Today in the Commons there were no carrots, only (scientific) sticks, as the prime minister tried to persuade MPs with sobering statistics and depressing data.

He spoke of the “medical and moral disaster we face” and stated that “there is no alternative.”

He apologized for the “distress” that another lockdown would cause companies, announced an increase in support for the self-employed and said “rapid response tests” would help combat the coronavirus.

For the eagle-eared ones, there was also a change in aspirations.

The prime minister suggested that we “beat” the virus “in Spring.” By contrast, in July he suggested a “significant return to normalcy” starting in November at the earliest and “possibly in time for Christmas.”

Unlike some rebel Conservative MPs, Keir Starmer told the Commons that his MPs would vote for a second blockade in England.

But the Labor leader argued that “for forty days the prime minister ignored” the advice for stricter restrictions and claimed there would be a “human cost” to such “inaction.”

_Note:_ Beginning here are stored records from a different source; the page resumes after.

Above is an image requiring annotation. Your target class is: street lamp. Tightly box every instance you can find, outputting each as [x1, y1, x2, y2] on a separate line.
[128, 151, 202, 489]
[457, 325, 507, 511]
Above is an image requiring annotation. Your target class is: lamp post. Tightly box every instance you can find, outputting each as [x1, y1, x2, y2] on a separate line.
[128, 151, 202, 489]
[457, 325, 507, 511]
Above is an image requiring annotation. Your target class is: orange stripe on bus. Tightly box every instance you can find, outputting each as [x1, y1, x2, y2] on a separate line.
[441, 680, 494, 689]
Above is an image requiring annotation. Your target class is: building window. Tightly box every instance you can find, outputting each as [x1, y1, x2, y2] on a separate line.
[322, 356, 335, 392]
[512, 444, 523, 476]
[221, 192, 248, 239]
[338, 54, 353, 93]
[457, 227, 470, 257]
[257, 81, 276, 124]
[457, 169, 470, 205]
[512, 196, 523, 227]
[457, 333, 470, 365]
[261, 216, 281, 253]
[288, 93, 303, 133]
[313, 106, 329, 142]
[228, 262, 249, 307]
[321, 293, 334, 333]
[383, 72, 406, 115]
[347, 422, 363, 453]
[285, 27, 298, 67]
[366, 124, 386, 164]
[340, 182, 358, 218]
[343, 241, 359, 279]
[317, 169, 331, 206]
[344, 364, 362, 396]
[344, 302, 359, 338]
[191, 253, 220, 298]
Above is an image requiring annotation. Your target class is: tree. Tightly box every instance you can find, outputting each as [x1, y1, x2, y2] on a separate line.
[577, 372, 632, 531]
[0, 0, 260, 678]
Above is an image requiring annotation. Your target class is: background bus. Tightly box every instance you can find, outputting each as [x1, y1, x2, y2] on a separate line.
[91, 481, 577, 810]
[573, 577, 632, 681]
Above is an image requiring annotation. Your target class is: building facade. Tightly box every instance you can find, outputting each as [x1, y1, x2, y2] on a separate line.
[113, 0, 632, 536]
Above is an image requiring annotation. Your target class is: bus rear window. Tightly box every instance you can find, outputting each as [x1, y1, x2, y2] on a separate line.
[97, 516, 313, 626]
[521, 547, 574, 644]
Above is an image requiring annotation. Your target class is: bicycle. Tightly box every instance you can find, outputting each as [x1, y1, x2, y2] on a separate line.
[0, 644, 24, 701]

Starmer also returned to his main criticisms of the government: the track and trace system and the levels of financial support.

The Prime Minister survived today’s Commons statement and is expected to comfortably win Wednesday’s vote on the restrictions.

However, his handling of this latest episode has infuriated conservative advocates, with even the most loyal ones saying they are “shocked” and “concerned.”

And with scientists’ projections looking incessantly bleak, that political potion is likely to remain ineffective for many months to come.